The separatist Maverick Party is only running candidates in districts they have determined are not likely to elect a Liberal or NDP MP, which is most of Alberta, but limiting themselves to running in Conservative strongholds has probably eliminated their chances of being relevant in this election.
Former talk radio host Dave Rutherford has been joining Maverick Party interim leader Jay Hill at candidate events across the province.
Nigel Logan defeated Satbir Singh in a contested online nomination vote in Edmonton-Mill Woods. Logan was the NDP candidate in this district in the 2019 federal election and ran for city council in 2017.
Patrick King has been nominated as the NDP candidate in Calgary-Signal Hill. King was the NDP candidate in Calgary-Nose Hill in the 2019 federal election.
Sarah Zagoda has been nominated as the NDP candidate in Banff-Airdrie.
Tanya Heyden-Kaye has been nominated as the NDP candidate in Red Deer-Lacombe.
Joan Barnes is running as an Independent candidate in Red Deer-Lacombe.
Clayten Willington is running as an Independent candidate in Red Deer-Mountain View
Scott Fea is running for the Rhinoceros Party in Calgary-Centre.
Maverick Party candidate Fred Sirett has listed his name as Frederick Frederick on the ballot in Lakeland, according to his listing on the Elections Canada website.
Thank you to everyone who has sent me updates about new candidate nominations. I’ll be back on Monday with more nomination updates. Have a great weekend.
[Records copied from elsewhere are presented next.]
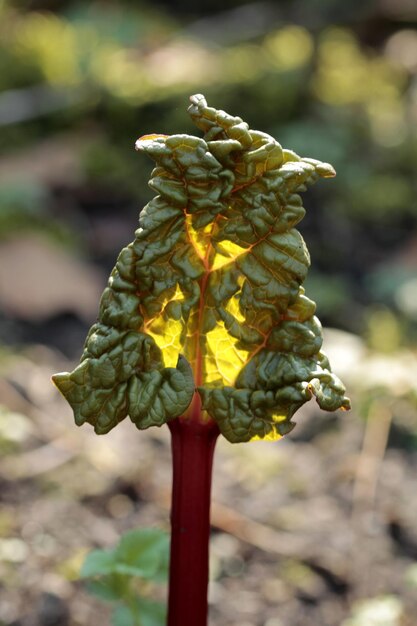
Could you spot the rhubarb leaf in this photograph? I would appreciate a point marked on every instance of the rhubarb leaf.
(205, 309)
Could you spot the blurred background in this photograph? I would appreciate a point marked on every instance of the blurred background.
(319, 529)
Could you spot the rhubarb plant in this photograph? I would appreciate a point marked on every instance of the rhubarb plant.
(204, 324)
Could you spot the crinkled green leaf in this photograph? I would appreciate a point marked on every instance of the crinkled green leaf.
(144, 612)
(208, 298)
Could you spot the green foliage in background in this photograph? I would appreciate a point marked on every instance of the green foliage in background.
(125, 575)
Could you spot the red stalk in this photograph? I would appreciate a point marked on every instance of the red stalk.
(193, 445)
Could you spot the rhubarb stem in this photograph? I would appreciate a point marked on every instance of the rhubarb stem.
(193, 446)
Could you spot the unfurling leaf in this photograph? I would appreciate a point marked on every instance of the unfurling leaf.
(205, 309)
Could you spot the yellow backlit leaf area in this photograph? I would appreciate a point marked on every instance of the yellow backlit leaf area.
(208, 299)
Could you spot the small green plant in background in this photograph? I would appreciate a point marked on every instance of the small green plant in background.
(127, 574)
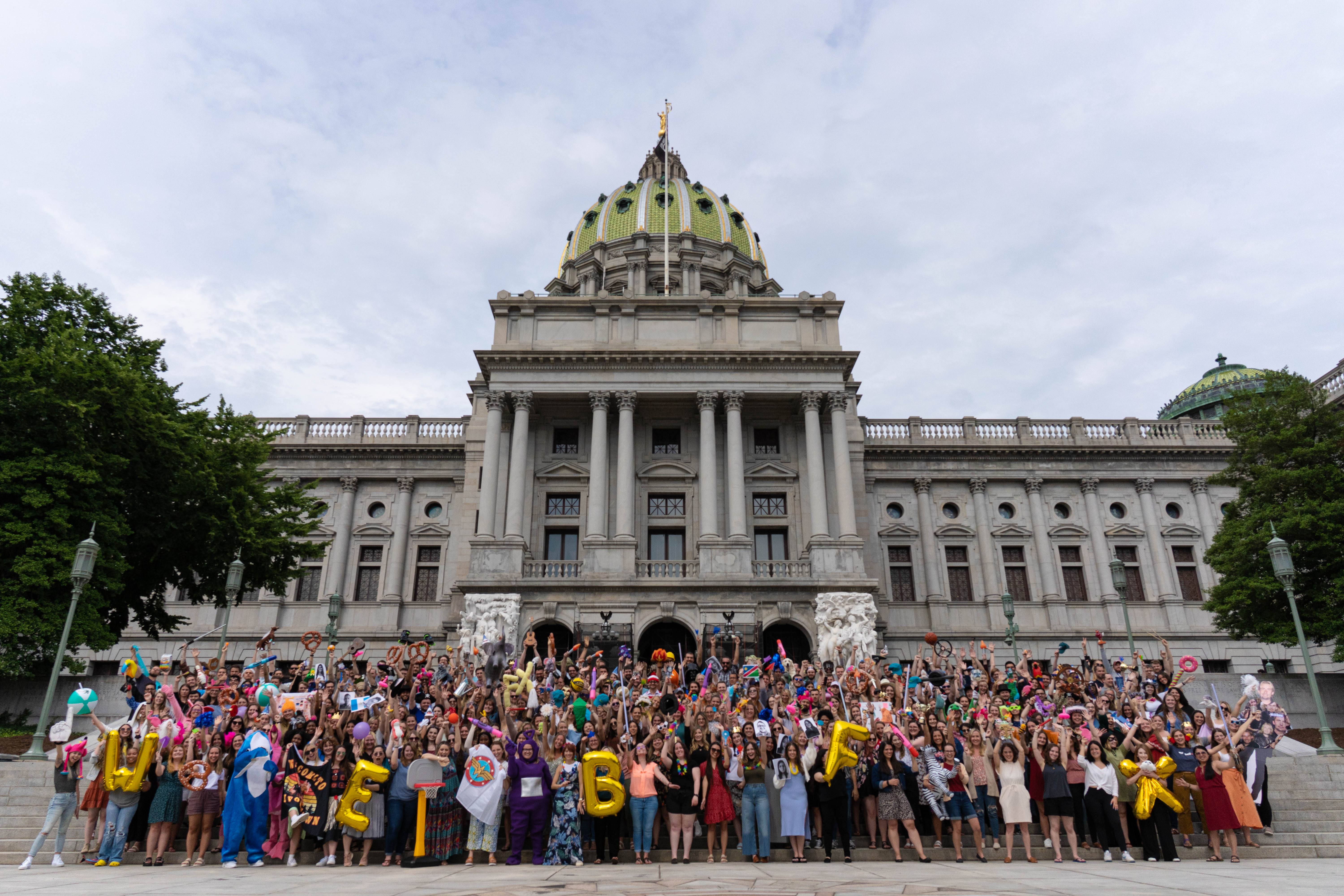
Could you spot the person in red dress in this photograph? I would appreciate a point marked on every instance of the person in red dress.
(717, 800)
(1220, 817)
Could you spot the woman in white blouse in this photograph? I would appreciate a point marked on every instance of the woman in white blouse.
(1101, 799)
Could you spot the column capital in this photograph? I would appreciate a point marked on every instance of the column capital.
(811, 401)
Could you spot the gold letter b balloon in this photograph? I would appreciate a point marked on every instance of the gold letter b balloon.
(839, 756)
(358, 793)
(593, 782)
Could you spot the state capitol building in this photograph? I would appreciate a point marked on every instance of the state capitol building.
(653, 459)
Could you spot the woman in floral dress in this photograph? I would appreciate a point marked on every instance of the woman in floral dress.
(566, 846)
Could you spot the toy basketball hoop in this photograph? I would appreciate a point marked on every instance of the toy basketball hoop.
(425, 777)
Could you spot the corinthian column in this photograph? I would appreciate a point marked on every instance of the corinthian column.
(491, 464)
(401, 535)
(839, 404)
(709, 467)
(733, 448)
(597, 465)
(518, 467)
(821, 526)
(626, 467)
(341, 542)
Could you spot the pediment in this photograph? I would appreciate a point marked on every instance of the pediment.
(955, 530)
(667, 471)
(372, 528)
(1013, 531)
(1124, 528)
(561, 471)
(771, 471)
(432, 528)
(1181, 531)
(900, 531)
(1068, 531)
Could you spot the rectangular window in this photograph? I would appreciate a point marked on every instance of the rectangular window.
(1018, 586)
(1189, 579)
(427, 584)
(565, 440)
(1076, 586)
(667, 545)
(772, 545)
(562, 545)
(310, 584)
(366, 586)
(767, 441)
(667, 506)
(667, 440)
(562, 506)
(902, 584)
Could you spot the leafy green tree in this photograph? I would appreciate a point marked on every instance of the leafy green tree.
(92, 433)
(1288, 468)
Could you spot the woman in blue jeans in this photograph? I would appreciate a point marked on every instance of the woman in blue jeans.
(756, 805)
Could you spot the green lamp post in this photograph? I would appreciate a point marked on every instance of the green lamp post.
(1283, 561)
(1013, 629)
(87, 555)
(233, 585)
(1122, 582)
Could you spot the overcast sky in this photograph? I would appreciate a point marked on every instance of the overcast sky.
(1030, 209)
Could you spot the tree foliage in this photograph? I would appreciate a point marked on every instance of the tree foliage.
(1288, 468)
(92, 433)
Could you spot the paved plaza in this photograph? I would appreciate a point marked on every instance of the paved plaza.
(1302, 878)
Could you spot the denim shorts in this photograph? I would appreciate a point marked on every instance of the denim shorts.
(960, 808)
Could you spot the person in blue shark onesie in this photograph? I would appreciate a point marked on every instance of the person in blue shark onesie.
(248, 803)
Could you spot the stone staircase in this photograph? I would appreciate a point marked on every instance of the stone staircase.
(1307, 793)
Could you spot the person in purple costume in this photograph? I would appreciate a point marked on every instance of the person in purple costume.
(529, 799)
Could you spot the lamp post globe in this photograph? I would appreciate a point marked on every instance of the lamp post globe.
(81, 571)
(1282, 561)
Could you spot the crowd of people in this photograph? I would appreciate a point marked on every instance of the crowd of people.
(1100, 752)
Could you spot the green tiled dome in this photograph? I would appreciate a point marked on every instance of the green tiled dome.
(1205, 400)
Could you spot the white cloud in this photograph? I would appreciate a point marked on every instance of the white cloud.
(1041, 209)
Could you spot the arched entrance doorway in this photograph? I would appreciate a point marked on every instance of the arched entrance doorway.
(564, 637)
(794, 639)
(669, 635)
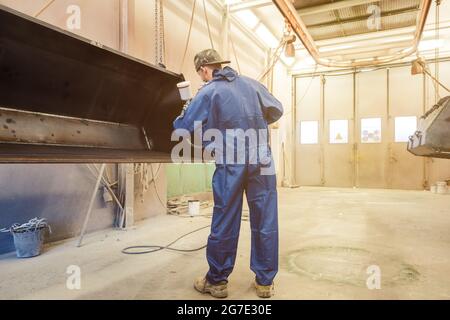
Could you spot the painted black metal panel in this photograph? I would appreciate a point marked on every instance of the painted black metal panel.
(47, 70)
(432, 138)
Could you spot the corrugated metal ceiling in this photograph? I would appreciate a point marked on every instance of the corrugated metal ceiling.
(353, 20)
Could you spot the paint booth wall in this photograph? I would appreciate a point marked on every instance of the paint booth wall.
(189, 179)
(352, 129)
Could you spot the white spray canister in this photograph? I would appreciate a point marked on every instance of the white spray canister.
(185, 90)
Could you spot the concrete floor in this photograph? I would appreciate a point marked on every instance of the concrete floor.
(328, 239)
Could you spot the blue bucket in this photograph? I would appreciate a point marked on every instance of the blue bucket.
(29, 243)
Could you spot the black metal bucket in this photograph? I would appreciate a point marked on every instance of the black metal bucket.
(29, 242)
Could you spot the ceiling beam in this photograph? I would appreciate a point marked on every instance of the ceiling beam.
(332, 6)
(250, 4)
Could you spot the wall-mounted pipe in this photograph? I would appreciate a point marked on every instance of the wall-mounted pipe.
(290, 13)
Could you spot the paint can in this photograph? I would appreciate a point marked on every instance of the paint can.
(441, 187)
(185, 90)
(194, 207)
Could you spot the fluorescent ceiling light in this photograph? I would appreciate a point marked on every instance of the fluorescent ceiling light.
(248, 18)
(231, 2)
(336, 48)
(267, 36)
(289, 61)
(431, 44)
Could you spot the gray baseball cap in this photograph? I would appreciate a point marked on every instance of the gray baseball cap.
(208, 57)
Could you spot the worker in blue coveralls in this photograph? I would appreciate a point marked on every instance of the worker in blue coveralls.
(229, 101)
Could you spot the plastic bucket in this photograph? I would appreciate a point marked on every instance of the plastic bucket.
(29, 243)
(194, 207)
(185, 90)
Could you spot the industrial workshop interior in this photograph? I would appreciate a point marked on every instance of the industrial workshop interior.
(115, 185)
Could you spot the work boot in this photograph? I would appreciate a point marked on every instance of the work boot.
(264, 291)
(216, 290)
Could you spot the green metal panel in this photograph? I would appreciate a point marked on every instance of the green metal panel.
(188, 178)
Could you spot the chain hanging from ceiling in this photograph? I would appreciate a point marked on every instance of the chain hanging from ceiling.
(160, 41)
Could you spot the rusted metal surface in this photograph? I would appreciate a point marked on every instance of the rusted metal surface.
(66, 99)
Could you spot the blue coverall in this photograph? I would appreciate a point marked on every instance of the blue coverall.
(232, 101)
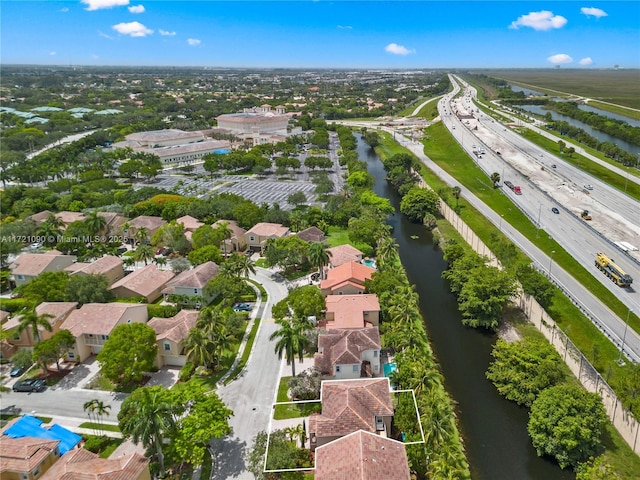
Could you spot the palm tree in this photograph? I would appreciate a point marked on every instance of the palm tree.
(319, 256)
(95, 223)
(31, 319)
(144, 252)
(154, 417)
(291, 340)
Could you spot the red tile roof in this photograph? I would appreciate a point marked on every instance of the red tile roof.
(81, 464)
(97, 318)
(345, 347)
(362, 456)
(144, 281)
(174, 328)
(351, 405)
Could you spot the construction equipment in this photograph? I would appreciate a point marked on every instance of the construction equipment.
(607, 266)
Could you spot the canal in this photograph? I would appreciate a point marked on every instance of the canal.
(494, 429)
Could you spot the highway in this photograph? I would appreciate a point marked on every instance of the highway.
(571, 232)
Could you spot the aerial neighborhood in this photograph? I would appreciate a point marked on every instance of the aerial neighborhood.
(236, 273)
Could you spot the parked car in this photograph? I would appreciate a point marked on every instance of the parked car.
(242, 307)
(16, 371)
(30, 385)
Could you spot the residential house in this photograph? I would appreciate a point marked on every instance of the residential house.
(351, 311)
(343, 254)
(312, 234)
(92, 324)
(349, 406)
(349, 353)
(257, 235)
(29, 265)
(170, 334)
(56, 312)
(147, 282)
(192, 282)
(83, 464)
(150, 223)
(347, 279)
(362, 456)
(237, 242)
(109, 266)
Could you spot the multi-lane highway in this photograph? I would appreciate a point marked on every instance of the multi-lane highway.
(567, 228)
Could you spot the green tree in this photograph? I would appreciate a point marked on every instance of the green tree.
(419, 201)
(148, 416)
(129, 352)
(88, 289)
(319, 256)
(291, 340)
(566, 422)
(521, 370)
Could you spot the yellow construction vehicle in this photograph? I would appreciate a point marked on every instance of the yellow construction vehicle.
(613, 271)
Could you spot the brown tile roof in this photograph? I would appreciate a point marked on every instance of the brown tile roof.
(196, 277)
(97, 318)
(351, 405)
(349, 272)
(145, 280)
(312, 234)
(362, 456)
(344, 254)
(174, 328)
(81, 464)
(345, 347)
(264, 229)
(23, 454)
(348, 310)
(33, 264)
(98, 267)
(189, 222)
(147, 221)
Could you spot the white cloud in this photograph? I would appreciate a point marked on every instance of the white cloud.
(102, 4)
(133, 29)
(560, 58)
(593, 12)
(542, 20)
(398, 49)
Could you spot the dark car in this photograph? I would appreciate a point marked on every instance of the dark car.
(31, 385)
(16, 371)
(242, 307)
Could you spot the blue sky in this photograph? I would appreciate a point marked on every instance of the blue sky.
(340, 34)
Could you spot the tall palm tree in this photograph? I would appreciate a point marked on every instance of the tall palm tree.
(319, 256)
(291, 340)
(30, 319)
(153, 419)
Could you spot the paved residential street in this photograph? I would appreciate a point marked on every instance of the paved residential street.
(252, 394)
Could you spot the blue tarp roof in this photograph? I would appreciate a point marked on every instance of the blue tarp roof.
(28, 426)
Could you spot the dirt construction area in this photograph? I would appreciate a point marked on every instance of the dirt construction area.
(575, 198)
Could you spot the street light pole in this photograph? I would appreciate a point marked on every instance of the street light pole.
(624, 336)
The Green Party has nominated Judson Hansell in Calgary-Nose Hill, Gianne Broughton in Edmonton-Manning, and John Redins in St. Albert-Edmonton.
Harry Joujan has been nominated as the Maverick Party candidate in Red Deer-Lacombe.
The right-wing National Citizens Alliance has nominated leader Stephen Garvey in Calgary-Nose Hill, and Jesse Hal in Calgary-Shepard.
Ron Voss is running as an Independent candidate in Banff-Airdrie.
As noted in my previous post, the Conservatives, Liberals and People’s Party have nominated full slates of 34 candidates in Alberta, with the other parties playing catch up. As of this morning, the Greens, Maverick Party and NDP have 18 candidates nominated across Alberta.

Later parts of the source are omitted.